Ama dire che qui le donne povere hanno i parti più belli di tutta Bali, che neanche le cliniche più costose possono offrire, ed è certamente vero. La sua filosofia di lavoro è lavorare per una nascita culturalmente sensitive , attenta, per un inizio pieno di salute, gentile, che sia il fondamento per una vita felice. “La pace nel mondo può essere costruita cominciando oggi, un bambino alla volta”. Questo è quello che lei sente e dice, cominciamo ora, non domani, con pazienza. Un bambino alla volta, una persona alla volta.
Nel tempo ha stimolato la crescita di un gruppo di volontari e soprattutto volontarie che vengono da diversi paesi, e dà anche lavoro ad alcune delle madri che frequentano il consultorio. Ha allestito una piccola fabbrica interna in cui manipolano le erbe officinali che coltivano in un Orto Botanico realizzato accanto al Bumi Sehat, e questo è un modo per dare lavoro e accoglienza a donne che magari vivono situazioni difficili, ma che stanno lì attivamente, perché ci sono delle cose da fare, c’è il talco o un medicinale omeopatico da preparare, oppure oggetti artigianali che servono a puerpere e neonati.
Hanno intervistato i guaritori tradizionali, sono andati a vedere dove le erbe crescono selvatiche, hanno imparato ad usarle, e inoltre svolgono un lavoro di educazione alimentare per combattere la malnutrizione, causa primaria di mortalità infantile, gravidanze difficili e parti con gravi complicazioni.
In una scuola vicina al Bumi Sehat ha allestito una piccola biblioteca per bambini, la prima a Bali e ora sta organizzando un centro giovanile per ragazzi adolescenti.
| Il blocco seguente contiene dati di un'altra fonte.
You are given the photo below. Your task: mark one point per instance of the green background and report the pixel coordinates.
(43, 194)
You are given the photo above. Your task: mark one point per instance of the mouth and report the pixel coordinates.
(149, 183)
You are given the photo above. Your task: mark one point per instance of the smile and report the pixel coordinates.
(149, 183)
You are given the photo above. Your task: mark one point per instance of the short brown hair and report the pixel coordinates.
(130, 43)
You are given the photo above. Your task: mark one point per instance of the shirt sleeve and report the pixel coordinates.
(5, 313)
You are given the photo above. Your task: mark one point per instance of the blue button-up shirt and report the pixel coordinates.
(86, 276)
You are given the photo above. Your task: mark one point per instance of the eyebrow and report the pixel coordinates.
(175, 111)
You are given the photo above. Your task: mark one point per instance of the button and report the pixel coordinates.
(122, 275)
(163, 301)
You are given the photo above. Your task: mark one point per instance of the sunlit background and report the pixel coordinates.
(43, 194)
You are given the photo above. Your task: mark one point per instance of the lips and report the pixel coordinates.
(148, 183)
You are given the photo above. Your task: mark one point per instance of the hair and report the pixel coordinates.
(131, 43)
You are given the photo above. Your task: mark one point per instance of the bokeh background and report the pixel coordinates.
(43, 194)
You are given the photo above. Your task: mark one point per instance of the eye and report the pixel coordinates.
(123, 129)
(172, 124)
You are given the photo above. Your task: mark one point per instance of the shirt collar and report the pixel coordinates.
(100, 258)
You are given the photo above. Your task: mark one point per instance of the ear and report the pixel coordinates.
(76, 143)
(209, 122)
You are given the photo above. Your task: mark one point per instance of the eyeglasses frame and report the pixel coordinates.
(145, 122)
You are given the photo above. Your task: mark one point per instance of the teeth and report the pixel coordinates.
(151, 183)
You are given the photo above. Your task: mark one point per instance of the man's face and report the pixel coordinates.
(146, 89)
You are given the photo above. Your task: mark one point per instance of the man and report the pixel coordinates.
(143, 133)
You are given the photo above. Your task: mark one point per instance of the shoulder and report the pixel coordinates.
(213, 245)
Come una delle tessitrici che vivono nel cuore dell’isola, le quali si tramandano un’arte a rischio di estinzione, anche Ibu Robin annoda un filo dopo l’altro con grande pazienza, perché ciò che si sta sfilacciando possa divenire un tessuto forte e bello a vedersi, capace di accogliere e reggere il peso che la trasformazione economica e sociale in atto comporta, affinché possa essere un processo di cambiamento anziché di brutale devastazione. Questi fili sono il sapere e l’alleanza femminile, la gestione solidale e comunitaria della salute, il riconoscimento del valore esistenziale e spirituale dell’esperienza della maternità. Dice: “Ogni nascita coinvolge sia il mondo visibile che quello invisibile. E’ un’opportunità per l’invisibile di intervenire brevemente ed essere servito con adeguato rispetto. Dopotutto la venuta al mondo è il momento in cui si apre la porta tra i mondi”.
Guardando le foto e i filmati che documentano il suo lavoro, si rimane colpiti dalla bellezza delle donne. A volte sono giovani che irradiano gioia, altre volte hanno volti segnati dalla sofferenza, specie le foto dell’Aceh, ma sempre hanno visi e corpi che hanno accolto la trasformazione in divenire, e questo dona loro pienezza e luce. La modernità non prevede più questo cambiamento, per diventare madri non è necessario cambiare, anzi è disdicevole farlo, e più in fretta si torna ad avere il corpo e il dinamismo di prima, meglio è. Dovremmo chiederci qual è il prezzo che le madri, e i figli, e dunque la società, pagano per questo.
Oggi il parto soffre di disattenzione, di bisogni emotivi disattesi, di estraniazione, e in fondo l’uomo moderno, che di questi parti è figlio, patisce le stesse sofferenze. Le parole di Ibu Robin “cominciamo oggi, un bambino per volta, una persona per volta” indicano che operare per un parto e una nascita sani significa operare per una società sana, con molta pazienza.

Marzia Bisognin, vive a Bologna. Collabora alla rivista Una città.